Example of disassembly results
With the built-in data descriptions, you can get results that look like:
!@main 0x0 hex
HEXD 00 01 02 03 04 05 06 07 08 09 0A 0B 0C 0D 0E 0F
HEXD 10 11 12 13 14 15 16 17 18 19 1A 1B 1C 1D 1E 1F
!# 0x20
Here you can see each struct is identified by its name, HEXD
(this is analogous to an event code in EA). Normally, hexadecimal values would need a 0x
prefix; but a custom data type is used by the HEXD
struct in the hex
structgroup to avoid this.
There is also a system that allows the disassembler to label each struct in the output, and once I get it properly integrated/tested/fixed a way to use those labels to create either pointers to structs with a chunk, or to get their index.
Interpreters can also be written as Python plugins, and the behaviour can be further customized using filters that transform the data extracted from the binary before the interpreter translates it into a text description.
Interpreter and filter plugins
The built-in string
interpreter extracts a null-terminated string (it actually handles mixed binary and text data), producing fancy results like:
!@main 0x0 [string, utf-8, basic]
'This is a [Open]test[Close].[NL]'
'日本語、[0xc0][0xc1]かわいい!!'
!# 0x33
As a side note, if we were writing the disassembly by hand (to be assembled into the target), we could equivalently have written:
!@main 0x0 string:utf-8:basic # Everything after a `#` on a line is a comment.
# Notice the alternate syntax for the "multi-part token".
'This is a [Open]test[Close].[NL]'
'日本語、[0xc0][0xc1]かわいい!!'
# The `0x33` in the previous example was a comment inserted by the disassembler
# and is not necessary. The line starting with `!` ends the block.
!
Because those plugins are written in Python, there is no need to shell out for them. They are dynamically loaded as part of the language set up when you start the assembler or disassembler.

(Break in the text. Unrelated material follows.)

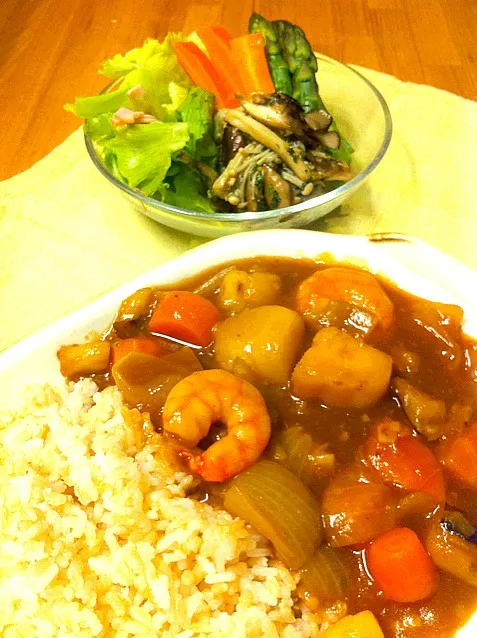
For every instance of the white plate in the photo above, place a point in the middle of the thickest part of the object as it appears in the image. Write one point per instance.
(412, 265)
(409, 263)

When filters are used, the resulting disassembly chunks get tagged like so:
!size 32
!@main 0x0 hex
HEXD 00 01 02 03 04 05 06 07 08 09 0A 0B 0C 0D 0E 0F
HEXD 10 11 12 13 14 15 16 17 18 19 1A 1B 1C 1D 1E 1F
!# 0x32
size
is the only built-in filter; it basically ensures the size of the underlying binary data. When disassembling, the value is determined by how much data was disassembled; when assembling, it will truncate the data if it’s too long, and zero-pad it if it’s too short. However, the filter mechanism allows dsa-extras
to handle compression methods like lz77, rearrange graphics from 8x8 tiles into what they should actually look like, etc.

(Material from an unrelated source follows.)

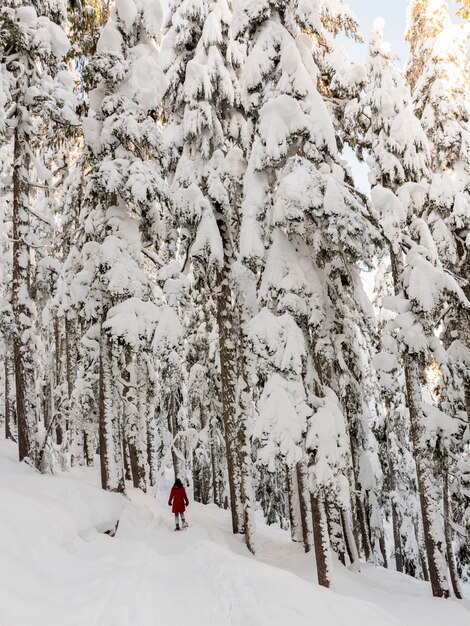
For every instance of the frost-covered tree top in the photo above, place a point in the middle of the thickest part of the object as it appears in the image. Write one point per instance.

Types and structgroups are described using plain-text files.
Type and structgroup examples
Structgroup files look like:
align:1 # there is always a single header line,
# followed by one or more sections describing possible structs.
EXAMPLE
my_type x
my_type y
The types are in separate files, and look like:
# 32-bit value that directly gives the location of another chunk in the file.
pointer example_pointer 32
size # this filter will be applied to the pointed-at chunk.
# A simple integer type.
type Byte
8 value
# A type with multiple fields, restricted value ranges and custom value names.
type my_type
8 first values:my_enum
8 second values:my_enum
enum my_enum
0 fee
1 fie
2 foe
3 fum
Lastly, interpreters (TODO: and filters) can be configured using codecs that read data from a similarly-formatted text file and interpret that data with more Python code.
“But can I make hack
with it?”
The built-in stuff is, by design, pretty basic - because I want to keep the GBAFE-specific stuff separate for a variety of reasons. I will be providing all of that in a separate package called dsa-extras
.
Using `dsa` and `dsa-extras`
Four command-line programs are provided by dsa
:
-
dsa
- assembly mode. -
dsd
- disassembly mode. There is an option to test the results by immediately re-assembling them into the original binary (without writing to disk) to see if any corruption results. -
dsa-use
- adds a specified “library” folder path to the places DSA will look for structgroups, types, filters, interpreters and codecs. -
dsa-drop
- removes a path from the above list.
Each of these has its own command-line help, powered by another library I wrote called epmanager
. However, the code is also designed to be imported as a package and used from other Python programs. One day I hope to make a hex editor that leverages dsa
to describe the data as you scroll over it.
The dsa-extras
package includes:
- a ton of structgroups and types to describe event codes, a bunch of NMMs and maybe a few other things, for FE6/7/8
- some helper scripts that I used to produce the above (don’t expect to be able to use them out of box; talk to me if you think they might be useful for you)
- codecs, filters and interpreters to deal with Huffman-compressed text and GBAFE text codes, LZ77-compressed images, and possibly more
- a post-install script (basically it calls
dsa-use
for you so that you don’t have to figure out the path to wheredsa-extras
was installed)
I might also make a master install script so that you don’t have to understand Python packaging stuff although I’ll be explaining about all of that in a separate thread in the near future.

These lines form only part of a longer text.